Шрифт:
Интервал:
Закладка:
Двадцать четвертого октября получил письмо от петербургского студента Александра Бархударова, который упрекал Толстого в противоречии между его учением и действиями, опираясь на книгу Мережковского «Л. Н. Толстой и Достоевский. Жизнь и творчество». Другое письмо с упреками было из Германии. Не удивительно ли, что оба послания пришли в то время, когда он вновь думал об уходе ради обновления? И Лев Николаевич пишет Новикову:
«В связи с тем, что я говорил вам… обращаюсь к вам еще с следующей просьбой: если бы действительно случилось то, что я приехал к вам, то не могли бы вы найти мне у вас в деревне хотя бы самую маленькую, но отдельную и теплую хату, так что вас с семьей я бы стеснял самое короткое время. Еще сообщаю вам то, что если бы мне пришлось телеграфировать вам, то я телеграфировал бы вам не от своего имени, а от Т. Николаева… Имейте в виду, что все это должно быть известно только вам одним».
На следующий день в «Дневнике для одного себя» появляется запись: «Все то же тяжелое чувство. Подозрения, подсматривание и грешное желание, чтобы она подала повод уехать… А подумаю уехать и об ее положении, и жаль, и тоже не могу». Он поделился своими планами с Сашей, предложив сопровождать его.
«– Да я не хотела бы тебя стеснять, – ответила она, – может быть, первое время, чтобы тебе легче было уйти, не пошла бы с тобой, а вообще жить врозь с тобой я не могу.

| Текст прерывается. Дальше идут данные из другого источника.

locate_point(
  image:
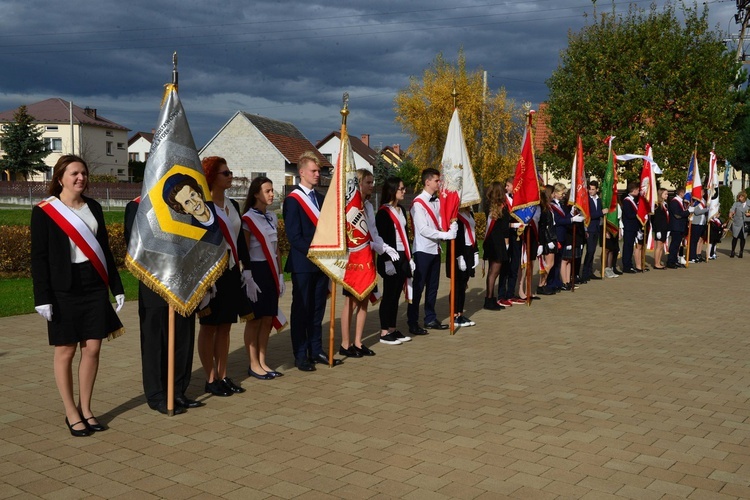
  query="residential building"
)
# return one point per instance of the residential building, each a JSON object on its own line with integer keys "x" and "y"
{"x": 255, "y": 146}
{"x": 70, "y": 129}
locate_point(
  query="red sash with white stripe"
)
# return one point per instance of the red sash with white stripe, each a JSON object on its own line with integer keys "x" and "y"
{"x": 279, "y": 321}
{"x": 408, "y": 289}
{"x": 224, "y": 225}
{"x": 79, "y": 232}
{"x": 307, "y": 205}
{"x": 430, "y": 212}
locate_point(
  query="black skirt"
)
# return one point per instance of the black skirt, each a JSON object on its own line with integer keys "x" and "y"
{"x": 230, "y": 300}
{"x": 83, "y": 312}
{"x": 268, "y": 298}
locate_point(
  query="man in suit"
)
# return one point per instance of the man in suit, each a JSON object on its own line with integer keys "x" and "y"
{"x": 630, "y": 227}
{"x": 593, "y": 231}
{"x": 678, "y": 219}
{"x": 425, "y": 214}
{"x": 301, "y": 210}
{"x": 153, "y": 312}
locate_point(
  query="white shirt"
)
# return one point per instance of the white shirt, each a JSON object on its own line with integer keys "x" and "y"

– Да, да, но ты знаешь, что я все думаю, что ты для этого недостаточно здорова, насморки, кашель начнется.
– Нет, нет, это ничего. Мне будет легче в простой обстановке.
– Ежели так, то мне самое естественное, самое приятное иметь тебя около себя, как помощницу. Я думаю сделать так. Взять билет до Москвы, кого-нибудь, Черткова, послать с вещами в Лаптево[673] и самому там слезть. А если там откроют, еще куда-нибудь поеду. Ну, да это все мечты, я буду мучиться, если брошу ее, меня будет мучить ее состояние… А с другой стороны, так делается тяжела эта обстановка, с каждым днем все тяжелее. Я, признаюсь тебе, жду только какого-нибудь повода, чтобы уйти».[674]
Спросил, что думает о его плане доктор Маковицкий. Тот отвечал, что не возражает ни как последователь, ни как доктор. Реакция Марии Александровны Шмидт, которой Толстой тоже доверился, была иной – она считала это минутной слабостью, которая пройдет. Взволнованный Лев Николаевич вынужден был признать, что совесть не позволяет ему принять это эгоистичное и жесткое решение.
В те дни в Ясной Поляне было много гостей. Среди них издатель и редактор журналов «Родник», «Воспитание и обучение», «Солнышко» Наталья Алексеевна Альмединген. Она прибыла по поручению издательства «Просвещение» получить подтверждение, что графиня готова за миллион рублей уступить им право посмертной публикации всех произведений ее мужа. Хотя ни та, ни другая и словом не обмолвились об этих планах, Толстой догадывался и был недоволен.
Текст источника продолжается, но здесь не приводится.